Assim como o ambiente para a instalação do regime escravocrata no Brasil estava objetivamente dado, o mesmo pode ser dito para o neofascismo de Bolsonaro. A naturalização do mal em relação a vida humana e tudo ligado a ela, no caso brasileiro, a mudança ocorrida ao longo do tempo, é quase imperceptível.

O desmatamento e as queimadas na Amazônia, escandaliza a Europa culta mas, não mobilizam uma mísera passeata com uma centena de pessoas no Brasil. Essa mesma constatação é válida para a pandemia, há mais de um mês morrem mais de mil brasileiros por dia. Nesse mesmo período, o governo investiu apenas 30% do dinheiro que deveria ter gasto em saúde para salvar vidas.

Com números bem menos alarmantes do que esse, vários chefes de estado decretaram o lockdowm. Vidas humanas importam, de qualquer classe social.
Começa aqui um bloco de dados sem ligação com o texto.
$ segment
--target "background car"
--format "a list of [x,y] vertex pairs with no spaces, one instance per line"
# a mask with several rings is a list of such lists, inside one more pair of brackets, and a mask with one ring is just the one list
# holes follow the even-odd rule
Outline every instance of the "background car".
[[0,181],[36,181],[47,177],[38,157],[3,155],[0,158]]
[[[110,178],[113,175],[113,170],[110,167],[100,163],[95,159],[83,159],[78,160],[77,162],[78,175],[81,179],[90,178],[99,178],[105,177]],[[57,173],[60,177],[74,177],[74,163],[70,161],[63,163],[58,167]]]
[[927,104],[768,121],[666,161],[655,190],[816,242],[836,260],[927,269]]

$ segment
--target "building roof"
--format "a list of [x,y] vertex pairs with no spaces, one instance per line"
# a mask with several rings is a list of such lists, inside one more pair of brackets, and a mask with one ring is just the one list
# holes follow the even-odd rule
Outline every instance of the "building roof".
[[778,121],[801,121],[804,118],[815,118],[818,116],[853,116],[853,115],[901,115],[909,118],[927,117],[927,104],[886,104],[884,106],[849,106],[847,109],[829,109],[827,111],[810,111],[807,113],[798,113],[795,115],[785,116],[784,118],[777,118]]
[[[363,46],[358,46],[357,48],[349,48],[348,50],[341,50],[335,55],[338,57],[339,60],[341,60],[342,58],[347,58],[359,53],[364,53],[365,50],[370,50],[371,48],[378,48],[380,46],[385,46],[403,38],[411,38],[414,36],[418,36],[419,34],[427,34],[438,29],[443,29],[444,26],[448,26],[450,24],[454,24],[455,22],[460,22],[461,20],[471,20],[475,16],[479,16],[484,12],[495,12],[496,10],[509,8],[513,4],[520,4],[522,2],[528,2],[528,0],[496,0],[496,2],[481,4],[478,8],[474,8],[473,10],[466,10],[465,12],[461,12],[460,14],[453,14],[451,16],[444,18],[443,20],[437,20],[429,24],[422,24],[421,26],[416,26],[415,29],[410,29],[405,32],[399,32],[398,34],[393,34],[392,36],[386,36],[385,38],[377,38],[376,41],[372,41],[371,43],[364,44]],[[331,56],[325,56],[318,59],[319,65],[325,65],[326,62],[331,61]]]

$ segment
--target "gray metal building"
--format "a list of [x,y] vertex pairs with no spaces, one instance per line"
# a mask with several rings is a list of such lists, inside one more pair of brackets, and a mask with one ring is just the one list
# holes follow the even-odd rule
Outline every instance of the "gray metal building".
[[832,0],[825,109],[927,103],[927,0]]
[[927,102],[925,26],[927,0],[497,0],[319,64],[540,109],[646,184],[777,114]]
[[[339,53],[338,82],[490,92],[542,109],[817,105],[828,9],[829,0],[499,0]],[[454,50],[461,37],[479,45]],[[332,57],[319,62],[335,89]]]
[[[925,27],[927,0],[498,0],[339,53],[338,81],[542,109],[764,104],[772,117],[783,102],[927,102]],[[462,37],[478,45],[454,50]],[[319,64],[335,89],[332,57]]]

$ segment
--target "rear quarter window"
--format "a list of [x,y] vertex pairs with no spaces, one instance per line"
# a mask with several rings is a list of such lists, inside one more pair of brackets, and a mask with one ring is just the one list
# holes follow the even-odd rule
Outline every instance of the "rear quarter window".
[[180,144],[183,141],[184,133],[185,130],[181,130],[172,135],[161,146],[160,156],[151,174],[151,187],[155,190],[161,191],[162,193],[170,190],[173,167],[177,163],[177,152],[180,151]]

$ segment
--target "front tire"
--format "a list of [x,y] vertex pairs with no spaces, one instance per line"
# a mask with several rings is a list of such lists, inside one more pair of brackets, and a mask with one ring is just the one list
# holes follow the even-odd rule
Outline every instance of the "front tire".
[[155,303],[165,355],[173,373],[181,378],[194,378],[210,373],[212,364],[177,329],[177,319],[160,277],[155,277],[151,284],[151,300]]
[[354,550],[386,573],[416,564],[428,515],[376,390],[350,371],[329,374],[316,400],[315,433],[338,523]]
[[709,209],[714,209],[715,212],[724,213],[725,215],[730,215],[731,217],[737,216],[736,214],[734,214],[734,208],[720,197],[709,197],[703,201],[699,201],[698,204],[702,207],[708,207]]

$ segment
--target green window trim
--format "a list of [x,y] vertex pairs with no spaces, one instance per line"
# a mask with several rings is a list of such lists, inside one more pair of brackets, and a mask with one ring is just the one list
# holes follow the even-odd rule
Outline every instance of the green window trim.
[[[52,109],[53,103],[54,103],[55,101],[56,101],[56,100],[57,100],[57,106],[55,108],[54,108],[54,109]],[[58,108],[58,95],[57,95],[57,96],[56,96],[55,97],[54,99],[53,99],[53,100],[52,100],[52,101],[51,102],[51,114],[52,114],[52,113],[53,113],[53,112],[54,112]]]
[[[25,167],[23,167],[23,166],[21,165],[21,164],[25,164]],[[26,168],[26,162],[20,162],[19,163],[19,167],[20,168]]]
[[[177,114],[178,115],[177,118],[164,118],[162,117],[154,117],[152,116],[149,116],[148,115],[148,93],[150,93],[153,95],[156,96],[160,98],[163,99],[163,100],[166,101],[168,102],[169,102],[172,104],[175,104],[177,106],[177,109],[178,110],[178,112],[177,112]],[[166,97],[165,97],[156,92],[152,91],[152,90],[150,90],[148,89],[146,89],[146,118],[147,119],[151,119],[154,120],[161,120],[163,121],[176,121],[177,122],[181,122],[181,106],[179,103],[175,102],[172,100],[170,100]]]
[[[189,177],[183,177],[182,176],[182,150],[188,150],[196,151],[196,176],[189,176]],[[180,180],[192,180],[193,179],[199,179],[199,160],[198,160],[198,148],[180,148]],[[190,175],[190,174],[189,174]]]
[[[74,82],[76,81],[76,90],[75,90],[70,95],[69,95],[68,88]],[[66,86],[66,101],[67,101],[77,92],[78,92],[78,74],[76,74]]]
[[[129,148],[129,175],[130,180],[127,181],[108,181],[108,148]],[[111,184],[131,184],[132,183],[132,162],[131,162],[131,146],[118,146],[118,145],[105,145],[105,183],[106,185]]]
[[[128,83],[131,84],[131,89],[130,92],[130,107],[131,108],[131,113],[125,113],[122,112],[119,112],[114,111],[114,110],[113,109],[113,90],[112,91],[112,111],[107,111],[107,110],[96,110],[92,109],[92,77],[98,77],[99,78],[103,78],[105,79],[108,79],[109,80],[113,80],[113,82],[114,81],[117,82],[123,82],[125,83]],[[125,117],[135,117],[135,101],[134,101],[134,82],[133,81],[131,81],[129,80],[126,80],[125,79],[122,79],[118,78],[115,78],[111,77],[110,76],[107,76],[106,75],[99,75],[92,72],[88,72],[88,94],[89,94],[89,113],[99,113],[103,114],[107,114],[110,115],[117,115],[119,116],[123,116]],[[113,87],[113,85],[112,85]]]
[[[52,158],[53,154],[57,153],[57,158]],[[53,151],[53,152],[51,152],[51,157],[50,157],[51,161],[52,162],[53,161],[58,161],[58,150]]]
A Pandemia já ceifou mais vidas do que as baixas de brasileiros somadas na Segunda Guerra Mundial e na Guerra do Paraguai (o conflito mais sangrento da História da América do Sul).

No dia 5 de maio o presidente da XP, Guilherme Benchimol, proferiu uma frase que traduz bem a subjetividade predominante na sociedade brasileira sobretudo na sua elite. Disse o jovem executivo “O pico de Covid-19 nas classes altas já passou; o desafio é que o Brasil tem muita favela”. Adicione-se a essa cusparada na cara da ralé, a frase do Empresário Roberto Justus, em áudio vazado: “quem entende de estatística sabe que a quantidade de mortes será irrisória…mesmo.

O entre os velhinhos, no máximo 10% a 15%” . O espaço é pequeno para tantas falas eivadas de impiedade, de uma elite que de tanto explorar acabou por odiar o povo do seu próprio país, como em nenhum outro tempo ou lugar.

A tortura mais conhecida da história do ocidente foi a que Jesus foi submetido. A maioria dos que dizem falar em seu nome, a exemplo dos pastores de linhas pentecostais, votaram em Bolsonaro – um confesso defensor da tortura.

O Brasil é o único lugar em que os militares são favoráveis ao alinhamento subalterno a outro país (EUA) como constituindo a defesa da pátria. O Brasil é a única nação em que a elite econômica não tem nenhuma caricatura de projeto, ainda que seja, de soberania e que a classe média mais se mobiliza em favor de seus algozes (elite) e contra o povo.

É imerso nesse conjunto de contradições que a esquerda se prepara para enfrentar as disputas desse ciclo conjuntural, que se encerra em 2022. É uma realidade marcadamente adversa e a única palavra de ordem que me ocorre é, unidade.

Todos os progressistas dos mais variados segmentos devem se unir para fazer a resistência e ato contínuo, ir para a ofensiva. Alguns céticos ou desavisados podem achar que é pura utopia, não é só eleição. É contra, principalmente, a banalidade do mal, já devidamente naturalizado numa sociedade que já dava claros sinais de possuir comorbidade bem antes da chegada do coronavírus.


Carioca Nepomuceno é professor de História na UFAC e Dirigente do PT/AC.